Bottom line, though, is the same as any other aspect of handloading. Try it and see. If it improves accuracy, then go for it. If you have a problem with bullets getting pushed back into the case under recoil, go for it - if you have a Marlin GG, you pretty much need to crimp
 
"Try it and see"...yeah, that seems to be the best answer to the whole "crimp or don't crimp" question.

Another question: For 300WM, should I be full length sizing or just neck sizing? I have a few hundred pieces of once fired brass; the Winchester and Frontier (Hornady) brass show minimal stretching (I'm referring to the little bulge above the belt). Remington, Federal and PMC brass all have larger bulges, FWIW. Any advice?
 
I wouldn't run out and buy neck dies. Just back your FL dies off a quarter to a half turn and go for the partial sizing. This will size the neck and some of the sized of the body, but should leave the shoulder alone. This is a good compromise for a hunting rifle as it should allow the round to chamber effortlessly while still providing much better case life than FL sizing will.
 
when i first started loading COL was a mystery to me, here is a very simple way to solve that. to figure out your guns max COL (to the rifling lands).

1. full length size 2 to 3 cases. don't prime or charge with powder.
2. cut a slot down the length of the neck with a dremel , hack saw..... only 1 slot on 1 side of the neck.
3.use steel wood or anything to remove burr inside and outside of the neck
4.put a little lube inside the neck
5.put your bullet of choice in the case neck, just far enough so the bullet doesn't fall out. adjust tension on the bullet by squeezing the neck tighter or open the slot to loosen. you want it just tight enough to be able to slide the bullet in and out by hand with a little effort.
6.chamber round, bullet ogive will hit the lands and push back into the case.
7.carefully remove round, measure COL with caliper.

if bullet gets stuck in the throat push it out with a cleaning rod and tighted neck tension.

8.chamber the round 4 or 5 times, use different bullets and cases and average the COL. plastic tip bullets will usually be within .010. its not bench rest accuracy, but more than good enough for hunting and informal target.

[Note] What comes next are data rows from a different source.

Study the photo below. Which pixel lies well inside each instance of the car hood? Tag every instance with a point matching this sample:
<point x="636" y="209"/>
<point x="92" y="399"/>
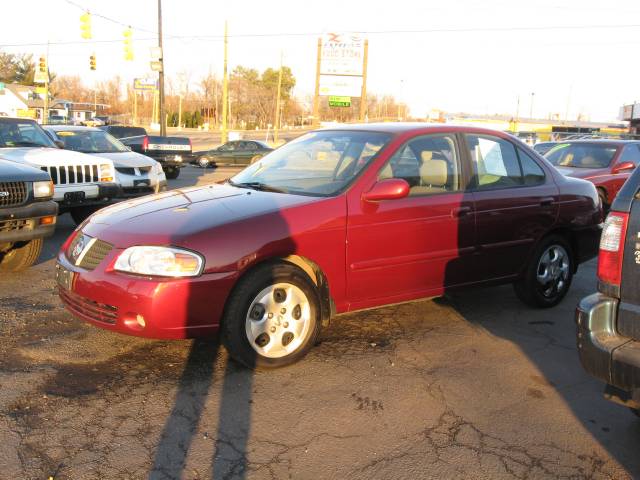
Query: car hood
<point x="179" y="216"/>
<point x="44" y="157"/>
<point x="127" y="159"/>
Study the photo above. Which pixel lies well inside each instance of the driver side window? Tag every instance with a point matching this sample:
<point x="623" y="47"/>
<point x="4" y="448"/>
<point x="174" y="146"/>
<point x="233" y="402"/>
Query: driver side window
<point x="429" y="164"/>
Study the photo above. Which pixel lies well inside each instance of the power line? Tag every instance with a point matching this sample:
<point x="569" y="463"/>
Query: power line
<point x="361" y="32"/>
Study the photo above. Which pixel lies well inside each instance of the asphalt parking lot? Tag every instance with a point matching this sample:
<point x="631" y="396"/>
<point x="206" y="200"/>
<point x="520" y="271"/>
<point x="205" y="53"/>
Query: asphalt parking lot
<point x="475" y="385"/>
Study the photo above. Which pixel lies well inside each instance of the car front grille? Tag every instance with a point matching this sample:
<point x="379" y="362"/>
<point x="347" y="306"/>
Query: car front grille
<point x="7" y="226"/>
<point x="83" y="307"/>
<point x="12" y="193"/>
<point x="68" y="174"/>
<point x="96" y="251"/>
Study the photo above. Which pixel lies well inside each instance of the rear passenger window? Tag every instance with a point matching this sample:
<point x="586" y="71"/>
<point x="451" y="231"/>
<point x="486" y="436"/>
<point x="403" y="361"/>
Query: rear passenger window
<point x="495" y="162"/>
<point x="531" y="171"/>
<point x="428" y="163"/>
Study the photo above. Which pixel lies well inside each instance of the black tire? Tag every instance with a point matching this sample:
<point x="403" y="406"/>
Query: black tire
<point x="172" y="173"/>
<point x="80" y="214"/>
<point x="234" y="333"/>
<point x="530" y="290"/>
<point x="21" y="256"/>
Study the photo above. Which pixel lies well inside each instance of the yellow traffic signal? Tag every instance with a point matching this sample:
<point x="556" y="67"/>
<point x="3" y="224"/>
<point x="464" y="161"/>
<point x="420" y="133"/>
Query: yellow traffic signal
<point x="42" y="64"/>
<point x="128" y="44"/>
<point x="85" y="25"/>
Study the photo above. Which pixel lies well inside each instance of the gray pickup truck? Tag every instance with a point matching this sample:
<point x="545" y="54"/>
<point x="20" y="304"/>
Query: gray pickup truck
<point x="27" y="214"/>
<point x="608" y="322"/>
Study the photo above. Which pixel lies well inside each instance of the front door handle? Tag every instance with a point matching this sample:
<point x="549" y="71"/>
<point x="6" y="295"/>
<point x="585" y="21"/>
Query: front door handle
<point x="460" y="211"/>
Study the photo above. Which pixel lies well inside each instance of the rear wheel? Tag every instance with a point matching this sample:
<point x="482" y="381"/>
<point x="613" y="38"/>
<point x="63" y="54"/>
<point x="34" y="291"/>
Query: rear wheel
<point x="548" y="275"/>
<point x="20" y="257"/>
<point x="80" y="214"/>
<point x="172" y="173"/>
<point x="272" y="318"/>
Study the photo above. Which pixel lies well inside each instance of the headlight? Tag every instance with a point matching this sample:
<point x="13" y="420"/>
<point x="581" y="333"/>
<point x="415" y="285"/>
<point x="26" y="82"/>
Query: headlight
<point x="43" y="189"/>
<point x="160" y="261"/>
<point x="106" y="172"/>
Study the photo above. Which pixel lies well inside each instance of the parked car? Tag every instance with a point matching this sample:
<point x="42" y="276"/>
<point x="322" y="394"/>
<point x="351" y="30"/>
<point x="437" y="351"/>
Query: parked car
<point x="122" y="131"/>
<point x="544" y="147"/>
<point x="334" y="221"/>
<point x="606" y="163"/>
<point x="27" y="214"/>
<point x="172" y="152"/>
<point x="608" y="322"/>
<point x="237" y="152"/>
<point x="136" y="174"/>
<point x="83" y="183"/>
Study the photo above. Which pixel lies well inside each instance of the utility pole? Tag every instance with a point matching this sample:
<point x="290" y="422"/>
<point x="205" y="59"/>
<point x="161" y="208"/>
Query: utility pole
<point x="225" y="88"/>
<point x="276" y="123"/>
<point x="363" y="96"/>
<point x="316" y="97"/>
<point x="162" y="120"/>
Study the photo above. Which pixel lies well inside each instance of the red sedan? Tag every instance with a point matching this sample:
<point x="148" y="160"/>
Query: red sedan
<point x="335" y="221"/>
<point x="606" y="163"/>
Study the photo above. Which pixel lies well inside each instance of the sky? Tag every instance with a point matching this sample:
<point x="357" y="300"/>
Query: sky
<point x="565" y="57"/>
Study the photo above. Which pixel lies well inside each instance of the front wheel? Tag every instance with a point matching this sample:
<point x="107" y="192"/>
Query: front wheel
<point x="272" y="318"/>
<point x="21" y="257"/>
<point x="172" y="173"/>
<point x="548" y="275"/>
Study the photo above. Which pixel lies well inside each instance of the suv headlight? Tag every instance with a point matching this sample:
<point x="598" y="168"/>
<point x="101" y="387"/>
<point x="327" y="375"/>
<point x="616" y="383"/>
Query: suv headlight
<point x="106" y="172"/>
<point x="160" y="261"/>
<point x="43" y="189"/>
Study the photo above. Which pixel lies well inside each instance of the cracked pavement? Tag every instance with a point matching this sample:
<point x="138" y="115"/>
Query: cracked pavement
<point x="475" y="385"/>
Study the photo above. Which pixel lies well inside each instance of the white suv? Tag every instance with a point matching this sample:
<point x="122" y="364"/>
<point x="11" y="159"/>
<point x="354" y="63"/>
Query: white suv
<point x="82" y="183"/>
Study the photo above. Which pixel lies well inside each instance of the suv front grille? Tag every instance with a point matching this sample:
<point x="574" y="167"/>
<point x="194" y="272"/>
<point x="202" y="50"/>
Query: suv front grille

once you get your COL to the lands subtract .030" for 6mm and larger and .015 for smaller than 6mm. as a guide line, you may have to adjust it to fit in the magazine. remember the shell you are measuring with will be to the rifling lande, you should seat deeper to reduce the chance of pressure spikes.
 
There is a world of difference between hunting ammo and match ammo. When you assemble hunting ammo, functioning trumps accuracy. You must choose a bullet with predictable terminal performance, in a shape which is appropriate for the range you anticipate shooting, and load that bullet to a velocity which is within that bullet's design limitations. The cartridges must feed easily through the magazine, and must chamber without undue effort. The rifle must fire every time you press the trigger. Your choice of primer, powder, powder charge, and OAL must be made with reliable functioning as the main criteria. Compressed loads which can push bullets out over time resulting in difficult chambering should be avoided. Neither can you risk seating bullets long only to have the bullet stick in the throat of the chamber and dump powder into your action when you attempt to unload. If your cartridge fails any where down the line it could cost you your animal. If you are hunting something which is scratchy or nasty you could have bigger problems.

Match ammo must be made with every effort to minimize tolarances between cartridges. Cases need to be painstakingly prepped to so they are clones of one another. OAL is critical to achieve the optimal distance from the ogive of the bullet to the rifling. Bullets must be seated as straight as the limitations of one's equipment allow. Primers which create a suitable flame for ignition should be chosen over those which are unnecessarily disruptive. Powder must be chosen within specific burning rates closely reflecting the cartridge size and bullet weight.

When we try to make our hunting ammo too accurate or make our match ammo too powerful, we create problems for ourselves.